Renan Calheiros acertou: o Senado virou um hospício. Não se trata mais de apreciar o impeachment de Dilma Rousseff, cujo placar foi antecipado pelos julgadores ao longo do processo e, com mais precisão, na sessão de pronúncia. Durante essa fase de julgamento, iniciada na quinta-feira, o que se quer é holofote e, se possível, escrever o nome na História. Nem que seja no rodapé.
Para tal, não se medem esforços e muito menos palavras. A maior parte delas não recomendável para menores. Bate-bocas sem fim, xingamentos, baixarias vexaminosas.
Ensandecidos, acusadores e defensores do mandato da presidente afastada se engalfinharam em troca de acusações que nem de longe se aproximavam do mérito da questão. E muitos deles escancararam o desapreço que têm pelo Parlamento e pela própria democracia, em que a chave é o contraditório.
Agrediram-se ao vivo na televisão, foram fotografados por todos os ângulos, e manchetados nos jornais impressos e noticiosos da internet. Brigaram pela audiência, não pelo país.
Aguerridos, os defensores de Dilma protagonizaram cenas que não são capazes de mudar um único voto em prol da presidente afastada, mas asseguraram o papel de coadjuvantes – e até com algum destaque -- no filme que está sendo preparado para o pós-impeachment. Com direito a cenas ao lado do ícone maior, o ex Lula, algumas delas, dizem, já rodadas.
Estrela da produção, Dilma Rousseff pretende que a História a reconheça como quem defendeu a democracia contra golpistas. Seu script começou há meses, quando iniciou a bateria de entrevistas para a mídia internacional. E terá como ponto alto o pronunciamento de amanhã, no Senado, em que pretende repisar no mesmo soalho.
A tática serve ao público cativo. Difícil será convencer historiadores sérios quanto a um golpe perpetrado contra os ditos da Constituição, com direito amplo de defesa, julgamento no Senado sob a batuta do presidente da Suprema Corte, e até pronunciamento da acusada.
Só um desavisado ou um mal intencionado acharia possível usar tanta lei para golpear a lei.
Pouco importa. A balela serve para animar a torcida – que também está no filme – e tentar um espacinho na História, ainda que com intelectuais de ocasião.
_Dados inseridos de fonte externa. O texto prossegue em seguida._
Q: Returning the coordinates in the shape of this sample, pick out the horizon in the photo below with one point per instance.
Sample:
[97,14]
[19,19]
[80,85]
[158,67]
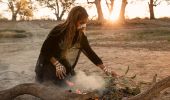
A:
[133,10]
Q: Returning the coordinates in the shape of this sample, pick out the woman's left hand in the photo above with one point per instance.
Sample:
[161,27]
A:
[108,71]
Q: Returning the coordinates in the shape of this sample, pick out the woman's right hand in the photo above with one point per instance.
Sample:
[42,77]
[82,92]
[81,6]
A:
[60,71]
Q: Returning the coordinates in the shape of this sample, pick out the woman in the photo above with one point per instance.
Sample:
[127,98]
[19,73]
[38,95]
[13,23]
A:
[61,50]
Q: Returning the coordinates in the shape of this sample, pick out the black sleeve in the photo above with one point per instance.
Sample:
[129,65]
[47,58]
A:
[87,50]
[50,47]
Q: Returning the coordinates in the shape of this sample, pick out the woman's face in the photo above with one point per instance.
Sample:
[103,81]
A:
[81,24]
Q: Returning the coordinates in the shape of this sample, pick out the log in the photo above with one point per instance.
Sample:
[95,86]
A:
[152,91]
[42,92]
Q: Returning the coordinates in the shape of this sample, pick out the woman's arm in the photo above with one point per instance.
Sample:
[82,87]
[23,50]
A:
[87,50]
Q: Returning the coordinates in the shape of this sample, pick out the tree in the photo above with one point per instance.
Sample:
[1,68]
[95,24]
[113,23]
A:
[122,11]
[151,7]
[99,9]
[60,7]
[18,7]
[110,4]
[26,10]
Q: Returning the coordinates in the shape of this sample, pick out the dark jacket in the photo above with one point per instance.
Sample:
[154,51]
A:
[52,47]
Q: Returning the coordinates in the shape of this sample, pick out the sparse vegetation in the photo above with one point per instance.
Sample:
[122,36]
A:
[9,33]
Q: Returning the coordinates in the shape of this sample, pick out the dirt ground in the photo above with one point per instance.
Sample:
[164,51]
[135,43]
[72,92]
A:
[117,46]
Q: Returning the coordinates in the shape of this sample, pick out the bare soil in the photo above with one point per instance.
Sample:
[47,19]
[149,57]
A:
[142,45]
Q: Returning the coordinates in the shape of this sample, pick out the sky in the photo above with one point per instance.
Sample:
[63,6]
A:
[133,10]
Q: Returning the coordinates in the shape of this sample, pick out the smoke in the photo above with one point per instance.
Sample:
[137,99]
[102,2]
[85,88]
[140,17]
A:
[89,82]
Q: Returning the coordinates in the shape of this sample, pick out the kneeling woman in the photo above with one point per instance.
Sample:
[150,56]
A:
[61,49]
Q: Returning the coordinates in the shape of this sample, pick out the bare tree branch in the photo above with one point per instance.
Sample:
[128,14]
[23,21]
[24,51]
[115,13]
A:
[151,92]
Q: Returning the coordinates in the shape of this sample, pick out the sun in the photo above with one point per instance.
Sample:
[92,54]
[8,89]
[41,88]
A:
[114,14]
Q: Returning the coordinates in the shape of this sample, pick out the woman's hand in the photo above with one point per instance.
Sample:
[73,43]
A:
[108,71]
[60,71]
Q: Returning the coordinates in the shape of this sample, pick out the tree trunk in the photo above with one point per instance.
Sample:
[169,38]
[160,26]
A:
[110,6]
[151,9]
[122,11]
[99,11]
[14,17]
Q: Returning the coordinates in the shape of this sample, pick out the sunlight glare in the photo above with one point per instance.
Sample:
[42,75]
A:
[114,14]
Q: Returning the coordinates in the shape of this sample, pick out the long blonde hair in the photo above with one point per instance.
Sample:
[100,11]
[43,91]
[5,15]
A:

Fazer História, recheando a biografia, deve também ser a inspiração do presidente do STF, Ricardo Lewandowski, que, no afã de dar ares de Corte ao Senado, importou regras descabidas para o mundo da política. Como a de encarcerar testemunhas em hotéis, tornando-as incomunicáveis sobre um tema que há meses o país inteiro comunica e opina. Ou de proibir que, nesta fase, senadores se pronunciem sobre o mérito do crime. Algo só aplicável a advogados e promotores em um tribunal, ainda assim porque sobre eles paira a possibilidade real de punição em caso de desacato às ordens da Corte.
Sem a autoridade imaginada, à Lewandowski sobrou o recurso de cortar o microfone. E o extremo de suspender a sessão quando a temperatura sobe além da fervura, queimando as instituições.
A loucura que impera entre aqueles que se lixam para os males que causam ao país acaba por turvar a importância do processo. O impedimento de um presidente da República é fato que impacta o cotidiano. Tem lugar assegurado na História.
Mas o filtro da História é implacável.
Quem mesmo presidia o Senado quando Fernando Collor foi cassado? Quais foram os três senadores que votaram pela permanência dele? Como foram as sessões? Quantas horas duraram? Quem disse o quê? Informações difíceis de serem encontradas até mesmo nos anais do Senado.
Sábia, ainda quando demora, a História costuma ser cruel para os que acham que conseguem trapacear com ela.